The Linux commands awk, sed, iconv, and tr come to mind for removing these special characters. Windows has equivalent third-party versions of these commands but you'll have to search for them.

In general, awk is the most powerful of the set since its a programming language geared for text search and replacement. Awk is still my favorite goto language when I need to work with text files.

You can access some or all of these commands in a Linux environment on Windows if you install WSL ie Windows Subsystem for Linux.

Alternatively you can install the cygwin tools and get access to them that way.

Neither of which are easy installs and may require an admin in a work environment.

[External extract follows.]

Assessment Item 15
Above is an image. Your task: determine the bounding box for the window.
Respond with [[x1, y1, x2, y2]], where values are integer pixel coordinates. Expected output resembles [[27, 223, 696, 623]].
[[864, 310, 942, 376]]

Or you could install GNU awk (gawk) on Windows and find online or develop a script that locates the UTF-8 characters and removes or replaces them with what you want.

https://www.gnu.org/software/gawk/

https://www.gnu.org/software/software.html

Some brief info on the Linux commands:

https://confluence.cornell.edu/display/CNF/Linux+CheatSheet#LinuxCheatSheet

One more alternative came to mind, write a python script to do it. Again you'll need python on your machine but that is becoming more common as machine learning proliferates.